The S&P 500 index fell 3.4% last week as investors worried that a recent round of better-than-expected economic data might prompt the Federal Reserve to keep its key rate higher for longer.
This marks the S&P 500’s first weekly decline since the week ended Nov. 18, although it has spent much of 2022 in the red; it is down 17% for the year to date, with only three weeks remaining.
The weekly decline came as a number of economic reports over the last week came in stronger than expected. A November reading on the services sector from the Institute for Supply Management as well as a December reading on consumer sentiment from the University of Michigan both came in above expectations last week.
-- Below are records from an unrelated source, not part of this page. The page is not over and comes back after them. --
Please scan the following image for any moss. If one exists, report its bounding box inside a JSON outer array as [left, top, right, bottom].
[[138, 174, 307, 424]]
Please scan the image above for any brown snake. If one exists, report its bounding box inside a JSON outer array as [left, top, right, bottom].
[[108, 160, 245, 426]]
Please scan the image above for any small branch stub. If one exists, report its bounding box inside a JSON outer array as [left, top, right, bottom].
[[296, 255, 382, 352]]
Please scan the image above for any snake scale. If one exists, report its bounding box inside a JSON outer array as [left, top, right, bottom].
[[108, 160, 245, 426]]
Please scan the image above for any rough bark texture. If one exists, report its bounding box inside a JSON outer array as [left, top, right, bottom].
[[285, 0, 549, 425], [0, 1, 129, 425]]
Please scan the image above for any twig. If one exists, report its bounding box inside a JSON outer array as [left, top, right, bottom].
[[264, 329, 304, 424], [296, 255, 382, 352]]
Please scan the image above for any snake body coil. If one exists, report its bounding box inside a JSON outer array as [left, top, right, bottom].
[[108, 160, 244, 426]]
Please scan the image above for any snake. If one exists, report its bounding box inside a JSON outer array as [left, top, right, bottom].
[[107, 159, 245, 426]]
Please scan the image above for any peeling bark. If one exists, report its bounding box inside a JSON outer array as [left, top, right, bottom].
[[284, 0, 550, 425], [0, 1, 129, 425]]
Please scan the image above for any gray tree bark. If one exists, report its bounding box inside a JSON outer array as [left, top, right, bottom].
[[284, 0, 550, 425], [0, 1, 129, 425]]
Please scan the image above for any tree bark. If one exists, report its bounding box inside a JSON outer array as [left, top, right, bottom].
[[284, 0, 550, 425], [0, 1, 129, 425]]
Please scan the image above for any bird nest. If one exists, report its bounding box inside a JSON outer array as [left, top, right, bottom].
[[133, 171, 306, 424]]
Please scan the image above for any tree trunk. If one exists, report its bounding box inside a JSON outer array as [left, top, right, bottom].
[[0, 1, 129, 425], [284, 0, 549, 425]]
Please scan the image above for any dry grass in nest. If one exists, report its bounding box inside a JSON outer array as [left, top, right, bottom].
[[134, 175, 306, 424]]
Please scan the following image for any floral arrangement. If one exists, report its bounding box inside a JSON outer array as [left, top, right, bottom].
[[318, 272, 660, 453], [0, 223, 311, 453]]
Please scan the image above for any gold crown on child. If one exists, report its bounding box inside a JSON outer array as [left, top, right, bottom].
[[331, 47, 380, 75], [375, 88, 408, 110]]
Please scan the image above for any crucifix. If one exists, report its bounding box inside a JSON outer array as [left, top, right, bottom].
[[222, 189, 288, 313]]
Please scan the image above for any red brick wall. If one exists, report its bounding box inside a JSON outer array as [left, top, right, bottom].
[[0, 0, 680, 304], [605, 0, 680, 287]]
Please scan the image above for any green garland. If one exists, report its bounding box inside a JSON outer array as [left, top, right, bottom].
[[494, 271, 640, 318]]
They followed a stronger-than-expected November employment data released last Friday.
Investors are fearful that if economic data continue to come in above expectations, the Fed’s Federal Open Market Committee — which has a two-day meeting next week — may keep its benchmark lending rate higher for longer as it continues trying to tamp down inflation.
Still, not all data have come in stronger than expected. Weekly jobless claims released Thursday showed US jobless claims increased by 4,000 to 230,000 in the week ended Dec. 3, and continuing claims advanced to 1.67 million from 1.61 million, marking the highest level of continuing claims since February.
On Friday, a larger-than-expected rise in US producer prices in November only added to investors’ worries about rates and inflation. The core Producer Price Index for November rose by 0.4%, double the 0.2% rise that was expected and quadruple the previous month’s 0.1% increase.
All of the S&P 500’s sectors fell last week. Energy had the largest percentage drop, down 8.4%, followed by communication services, which slid 5.4%, and consumer discretionary, which fell 4.5%. Other decliners included financials, down 3.9%; and technology and materials, which slipped 3.3% each. The smallest decline came from utilities, which edged down 0.3%.
This week, all eyes will be on the FOMC’s two-day meeting, which concludes on Wednesday. Other focal points on the economic calendar include the release of the November consumer price index on Tuesday, November retail sales on Thursday, and December readings on the manufacturing and services sectors from Standard & Poor’s on Friday.